This is the follow up to the earlier post last week about the Indian Edging stitch that Anne Gailhbaud taught me. In SharonB‘s TSTC we have been encouraged to take a stitch and experiment with it. In Sharon’s words, “push it a little and see what possibilities it holds”.
I first began to explore the stitch without any distortion. There are a number of things that are ideal to do with it. I made a line of stitches and then off-set and layered another line over it. I mirrored a line. All of that didn’t distort the stitch or push its structural limits. And, for me, that is an important process in learning about a stitch and seeing its patterns.
I thought I might take the distortion process with the Indian edging stitch into this post and sort of talk aloud about what I think as I begin experimenting with a stitch. The Indian edging stitch seemed like an ideal stitch for this process because it has a number interesting areas that are easy to adjust.
The way I learned the stitch, it was as many threads long as high. Just varying the proportions can make a big difference in the appearance of the stitch. And affect how it will work as an edging on a piece. The negative space is as important as the positive.
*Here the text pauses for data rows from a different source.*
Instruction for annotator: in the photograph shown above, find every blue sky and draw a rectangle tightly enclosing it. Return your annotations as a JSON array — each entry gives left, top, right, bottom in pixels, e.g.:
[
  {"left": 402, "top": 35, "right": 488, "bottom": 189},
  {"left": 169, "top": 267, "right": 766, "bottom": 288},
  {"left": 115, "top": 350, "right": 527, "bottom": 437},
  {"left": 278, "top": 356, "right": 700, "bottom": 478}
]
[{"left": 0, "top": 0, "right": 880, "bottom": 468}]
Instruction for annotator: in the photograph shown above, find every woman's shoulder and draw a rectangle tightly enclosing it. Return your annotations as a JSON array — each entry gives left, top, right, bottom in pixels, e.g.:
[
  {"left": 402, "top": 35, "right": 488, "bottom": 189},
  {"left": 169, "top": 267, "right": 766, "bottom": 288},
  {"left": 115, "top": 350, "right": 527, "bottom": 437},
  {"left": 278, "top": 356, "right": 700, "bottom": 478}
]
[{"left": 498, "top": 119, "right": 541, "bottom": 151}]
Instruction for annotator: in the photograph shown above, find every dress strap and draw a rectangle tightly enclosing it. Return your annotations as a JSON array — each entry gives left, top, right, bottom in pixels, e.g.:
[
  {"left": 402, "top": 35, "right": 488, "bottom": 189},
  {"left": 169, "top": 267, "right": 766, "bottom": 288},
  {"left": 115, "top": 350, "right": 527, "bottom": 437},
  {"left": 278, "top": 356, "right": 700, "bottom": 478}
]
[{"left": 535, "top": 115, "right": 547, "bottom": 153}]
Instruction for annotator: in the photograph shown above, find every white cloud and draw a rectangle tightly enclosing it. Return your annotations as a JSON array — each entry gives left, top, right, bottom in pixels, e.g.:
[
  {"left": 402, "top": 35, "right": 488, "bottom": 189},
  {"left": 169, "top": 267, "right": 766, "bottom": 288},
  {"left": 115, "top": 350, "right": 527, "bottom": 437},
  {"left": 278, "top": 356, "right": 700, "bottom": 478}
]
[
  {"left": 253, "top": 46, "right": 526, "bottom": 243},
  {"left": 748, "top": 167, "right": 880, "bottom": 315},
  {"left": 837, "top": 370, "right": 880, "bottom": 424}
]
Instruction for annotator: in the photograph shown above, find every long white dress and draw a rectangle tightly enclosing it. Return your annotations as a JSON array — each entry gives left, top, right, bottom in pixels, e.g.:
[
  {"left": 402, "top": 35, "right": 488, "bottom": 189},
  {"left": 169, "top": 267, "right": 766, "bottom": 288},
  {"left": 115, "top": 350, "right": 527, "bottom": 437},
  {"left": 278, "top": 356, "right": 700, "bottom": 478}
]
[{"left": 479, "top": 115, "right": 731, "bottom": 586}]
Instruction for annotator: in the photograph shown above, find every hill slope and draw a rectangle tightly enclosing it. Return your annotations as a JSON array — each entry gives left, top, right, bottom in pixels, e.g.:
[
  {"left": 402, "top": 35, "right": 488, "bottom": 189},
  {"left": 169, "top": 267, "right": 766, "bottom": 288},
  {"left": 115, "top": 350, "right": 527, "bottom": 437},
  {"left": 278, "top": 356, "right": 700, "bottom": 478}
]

Now simply looking at the first part of stitch…
…there are major things I could think of doing to that movement. I could make one end higher than the other. I could bring the needle up at some point other than the midpoint of its width. And does that have to be a straight line? I play the “what if…” game. I’m not sure if it’s because I like to daydream or because I like to investigate. Perhaps both.
The photo above shows moving the mid point. The first move wasn’t extreme enough for me. I liked the second move better. It is one thread from the end right edge of the first stitch. Please don’t think you have to be working on a counted thread fabric to experiment. Once some of Sharon’s classes and example helped me move into some “off grid” work many of my experiments are on a non-counted fabric.
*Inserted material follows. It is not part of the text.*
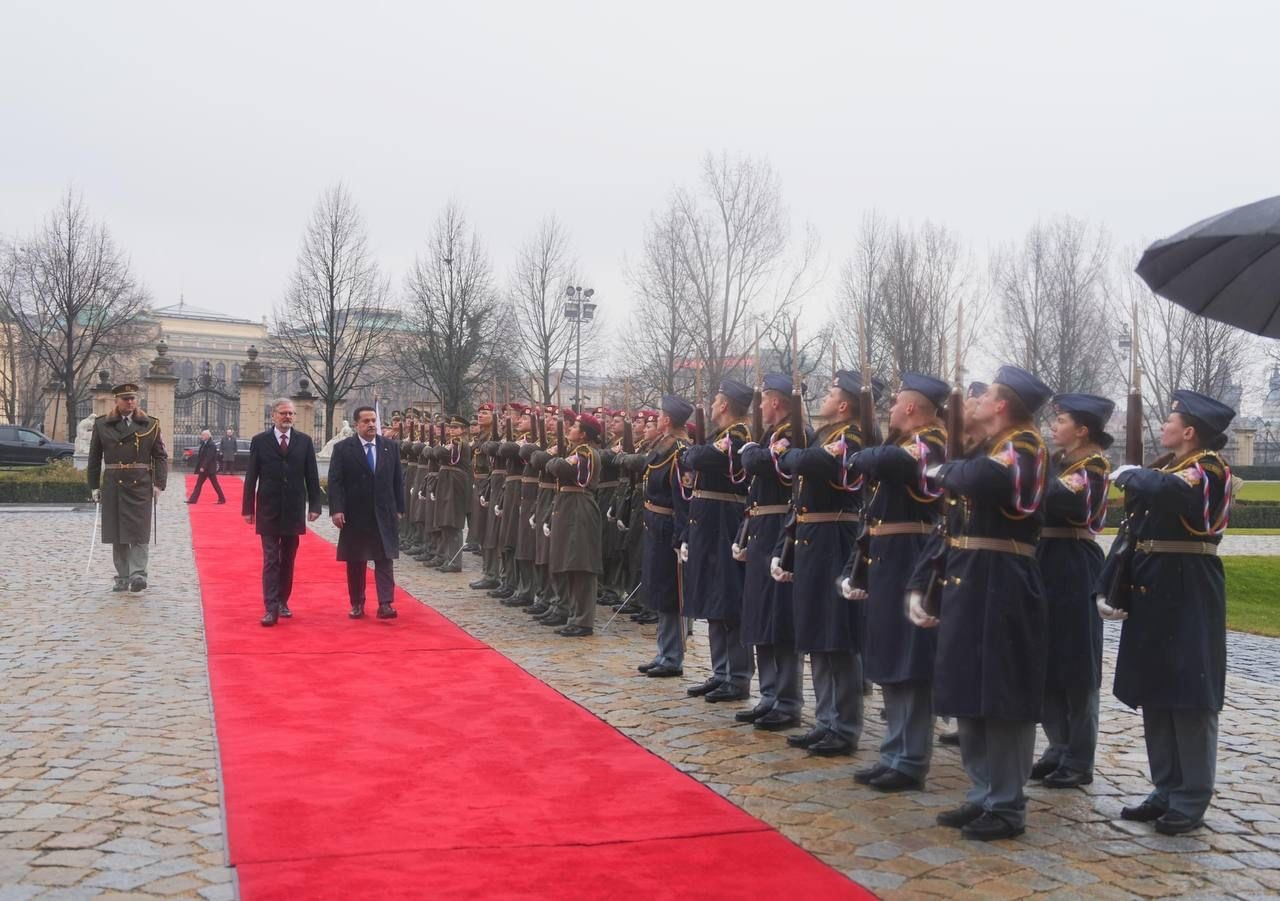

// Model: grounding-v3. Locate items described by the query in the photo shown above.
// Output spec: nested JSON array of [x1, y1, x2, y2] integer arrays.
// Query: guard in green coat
[[88, 383, 169, 591]]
I see a million more options the more I look at this. Sometimes I think I could write a book. But I promised myself not to make this post too long. I’ll try to say everything in photos more than words.
Moving away from a straight line.
The next photos show combining some of these thoughts together. Note that I’ve used a mirror image in most of these ideas. For me, it added symmetry, but it is not necessary at all. There are nice edgings made without going to a mirror image.
What kind of edgings are now available from this one stitch? There are so many more possibilities. If you experiment with this stitch, please don’t hesitate to leave a comment and let me know. I’d love to see your work and I’m sure others would as well.
Now I’ve gone back to the original stitch and applied only one of the distortions the length and direction of the last stitch.
Thank you so much, Anne! In tomorrow’s post I will let you see some of Anne’s beautiful work where the Indian edging stitch is used in a piece rather than just in all these samples. And I will also be posting some other work she does.